I took a closer look at this figure and found that:

  • As mentioned above, the new study shows that the future mine will produce more gold than the previous study assumed (1,604,000 ounces vs. 1,247,000)
  • However, to produce this greater amount of gold, the company will have to extract 366 million tons of rock (ore + waste), while in the previous study this measure amounted to 192 million tons; that means a whopping 90.6% increase!
  • In addition, the amount of gold ore to be mined has increased by 53% while the amount of waste has increased by 103%. This means that there is more waste to extract than before. As a result, the stripping ratio (defined as waste/ore) went from 3.1 to 4.1. As a reminder, the higher the stripping rate, the higher the mining costs.
  • Keeping in mind that the mining cost has not changed from the previous study ($11.23 per ton of ore now versus $11.54 per ton previously), a greater amount of rock to be mined will increase the mining cost per ounce of gold from $579 to $782
  • Finally, the so-called “Payable Amount of Produced Gold” has also deteriorated. At first glance, there is an improvement – in the previous study this figure was 918,000 ounces whereas it is now 1,030,000. However, this means that in order to produce a marketable product (i.e. say high quality gold bars), the company will have to pay up to 35.7% of the market price of gold to a refiner instead of 26.4% as indicated in the previous study.

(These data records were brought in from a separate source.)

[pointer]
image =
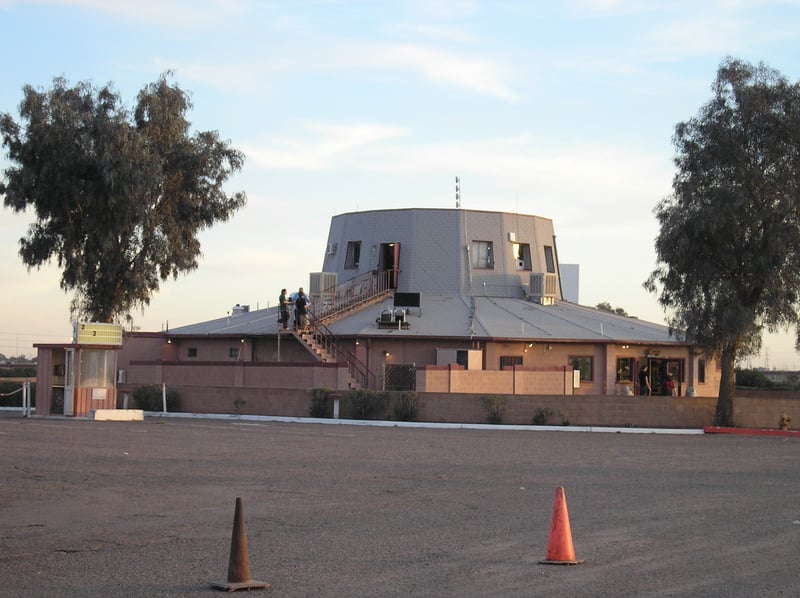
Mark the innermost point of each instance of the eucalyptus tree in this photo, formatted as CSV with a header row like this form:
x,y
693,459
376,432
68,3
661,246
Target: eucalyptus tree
x,y
119,195
728,250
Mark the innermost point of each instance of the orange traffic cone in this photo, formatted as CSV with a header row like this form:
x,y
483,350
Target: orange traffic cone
x,y
559,548
239,563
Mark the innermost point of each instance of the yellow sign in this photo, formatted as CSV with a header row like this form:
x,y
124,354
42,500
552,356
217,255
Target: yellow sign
x,y
98,333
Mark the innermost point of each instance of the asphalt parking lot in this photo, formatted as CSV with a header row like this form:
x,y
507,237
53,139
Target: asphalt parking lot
x,y
146,509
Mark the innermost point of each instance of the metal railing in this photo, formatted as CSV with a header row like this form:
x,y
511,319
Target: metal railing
x,y
336,301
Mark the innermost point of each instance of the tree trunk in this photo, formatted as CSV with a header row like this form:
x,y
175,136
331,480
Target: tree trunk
x,y
727,388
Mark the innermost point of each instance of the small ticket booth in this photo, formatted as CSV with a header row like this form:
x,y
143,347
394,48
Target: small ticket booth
x,y
78,377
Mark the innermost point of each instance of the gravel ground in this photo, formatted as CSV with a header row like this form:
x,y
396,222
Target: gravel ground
x,y
146,509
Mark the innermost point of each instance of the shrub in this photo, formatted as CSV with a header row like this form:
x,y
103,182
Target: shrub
x,y
405,406
148,398
364,402
320,401
752,378
495,406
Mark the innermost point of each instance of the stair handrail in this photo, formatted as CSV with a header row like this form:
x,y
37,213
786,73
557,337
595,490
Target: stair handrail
x,y
354,292
325,339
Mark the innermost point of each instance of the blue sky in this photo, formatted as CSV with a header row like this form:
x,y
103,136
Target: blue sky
x,y
560,109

To note: Basically, a payable amount of gold produced is defined as the total gold produced minus a portion of the gold paid to a refiner in exchange for their services. For example, according to the current study, the future mine will produce 1,604,000 ounces of gold but only 1,030,000 ounces will be sold at market price and classified as corporate revenue. The difference (574,000 ounces or 35.7%) will go to a refiner.

In summary – I am negatively surprised by the new study. Despite higher gold reserves, the economics of the project deteriorated sharply.

What about the stock value?

Now, despite these drawbacks, we must remember that using a gold price of 1,900 an ounce, the project is expected to generate an after-tax net present value of $486 million, which translates to a company’s share value of $1.41 (assuming current share count). Today, these stocks are trading at around $0.50 a share, so they are undervalued.

However, a prudent investor should, in my opinion, sell this stock when its price approaches its net present value of $1.41 per share.

Summary

For a few years I was a big fan of Gold Standard Ventures. The South Railroad Gold Project is located in one of the best gold jurisdictions in the world (Nevada), so I thought it would be a big hit. The preliminary feasibility study published in 2020 reinforced my optimism. However, after two years of intensive drilling, the company released another study which, in my opinion, shows no progress. Also, as discussed above, it shows deterioration.

Therefore, I recommend selling the stock when the price, driven by the current gold bull market, approaches $1.4 per share.